In this case, the trial court revoked the Defendant's probation and ordered him to serve the remainder of his sentence in confinement. On appeal, the Defendant concedes he violated his probation. Indeed, the Defendant admitted at his revocation hearing that he failed to pay his fees and that he committed several crimes, including theft, domestic violence, and public intoxication, while he was serving the probated sentence in this case. As such, substantial evidence supports the trial court's conclusion that the Defendant violated his probation. See Harkins, 811 S.W.2d at 82.
The trial court also ordered the Defendant to serve the four-year sentence from the crimes he committed while on probation in confinement.
The Defendant directs his objection to the trial court's refusal to allow him to serve the remainder of his sentence in either a drug treatment facility or a half-way house. The trial court explained that the Defendant's recurrent criminal conduct in spite of measures less restrictive than confinement supported its decision to deny such an alternative sentence:
The Court finds that by his own admission he was using drugs while he was on probation. This offense was committed while he was on probation. The Court finds that he has a lengthy history of not only felony convictions, but misdemeanor convictions. Measures less restrictive than confinement have been applied to the Defendant unsuccessfully. And, finally, his lack of candor, his long history of criminal convictions, his behavior in jail while awaiting disposition of these charges leads the Court to the inescapable conclusion that his amenability to the rehabilitation process is as dubious. And therefore all relief is denied, and he will be ordered to serve his sentence.
We conclude the trial court did not abuse its discretion when it ordered the Defendant to serve the remainder of his three-year sentence in confinement. The Defendant admitted that, while serving a previous term of probation, he committed several crimes, although these crimes did not lead to revocation of that probation. While on probation in this case, the Defendant continued to use illegal drugs, committed numerous theft-related crimes, committed domestic violence, and was engaged in two altercations in jail.

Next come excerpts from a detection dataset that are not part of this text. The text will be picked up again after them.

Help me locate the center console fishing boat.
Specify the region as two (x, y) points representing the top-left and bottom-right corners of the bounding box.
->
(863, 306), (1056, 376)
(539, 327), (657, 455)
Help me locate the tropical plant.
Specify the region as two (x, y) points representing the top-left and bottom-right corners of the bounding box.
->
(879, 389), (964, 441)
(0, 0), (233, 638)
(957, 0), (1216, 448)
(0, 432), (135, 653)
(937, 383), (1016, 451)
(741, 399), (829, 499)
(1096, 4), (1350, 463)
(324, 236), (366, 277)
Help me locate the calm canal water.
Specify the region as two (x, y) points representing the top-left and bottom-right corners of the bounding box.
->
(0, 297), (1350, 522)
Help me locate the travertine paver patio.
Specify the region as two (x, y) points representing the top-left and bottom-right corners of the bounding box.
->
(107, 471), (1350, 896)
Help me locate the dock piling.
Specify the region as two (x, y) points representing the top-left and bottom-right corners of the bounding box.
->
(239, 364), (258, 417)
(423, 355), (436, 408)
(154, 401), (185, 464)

Although the Defendant's drug use has undoubtedly contributed to his criminal behavior, the nature and frequency of his criminal conduct suggests that another sentence of alternative release would not be successful. As such, the trial court did not abuse its discretion when it ordered the Defendant to serve the remainder of his sentence in confinement. The Defendant is not entitled to relief.
III. Conclusion
Based on the foregoing reasoning and authorities, we affirm the judgment of the trial court.